Chacha Muhammad Din had been there for as long as anybody could remember. Generations of students had passed their recess period eating his oranges or other fruits of the season. He also made wonderful “lobia”, a spicy and sour mixture of the boiled, kidney-shaped tiny-sized lentil. Chacha remembered everyone’s name, even of students who had left the college twenty or thirty years ago. When I joined, Chacha was already gray. Perhaps he was in his fifties or even sixties. When you are fourteen or fifteen yourself, you have no sense of how old those older than you are. Even a person of thirty looks ancient which is no surprise because being thirty means he is twice your age. Chacha was short and thin and he wore his hair short. He always had plenty of time for those who were his favourites. Chacha’s credit was not extended to everybody, only to those he approved of. If Chacha was willing to sell you a cup of “lobia’ when you could not pay for it, that meant you had arrived. To be in Chacha’s good books was a privilege.

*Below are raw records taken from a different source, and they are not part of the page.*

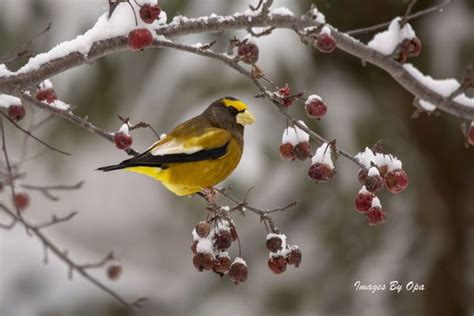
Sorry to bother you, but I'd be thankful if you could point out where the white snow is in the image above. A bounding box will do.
[0,94,21,108]
[367,17,416,55]
[281,121,309,146]
[16,1,166,73]
[311,143,334,169]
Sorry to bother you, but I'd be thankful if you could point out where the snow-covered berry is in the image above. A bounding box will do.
[13,192,30,211]
[193,253,214,271]
[295,142,311,160]
[194,222,211,238]
[286,246,303,268]
[214,230,232,250]
[212,256,231,275]
[268,256,287,274]
[237,38,259,65]
[364,167,383,193]
[107,262,123,280]
[140,3,161,24]
[367,206,385,225]
[229,257,249,284]
[316,32,336,53]
[354,186,374,213]
[305,95,327,119]
[400,36,421,57]
[280,143,296,161]
[128,29,153,50]
[8,104,26,121]
[308,162,334,182]
[384,169,408,193]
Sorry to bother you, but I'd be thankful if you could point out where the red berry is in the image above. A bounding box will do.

Once, one of our classmates by the name of Shah Din threw some dish water in Chacha’s eyes. He said it was just a prank and he was only teasing Chacha. So angry and in such pain was Chacha – since the water had been used to clean the cups in which he served his famous “lobia” - that cursing Shah Din to high heaven, Chacha rushed across the road, ran through the front gate into the college and burst into Mr Scott’s class, telling him in no-holds-barred Punjabi what Shah Din had done. Mr Scott put down the book from which he was reading, listened to Chacha with great patience and concern, calmed him down, asked him to go wash his face with clean water and promised to punish Shah Din. If I recall, Shah Din was suspended from classes for a couple of weeks, as well as fined. Chacha was treated by our teachers as an asset of the college and he would often put in a word for some unfortunate student who had been too harshly treated. Even Mr Tressler was willing to listen to Chacha.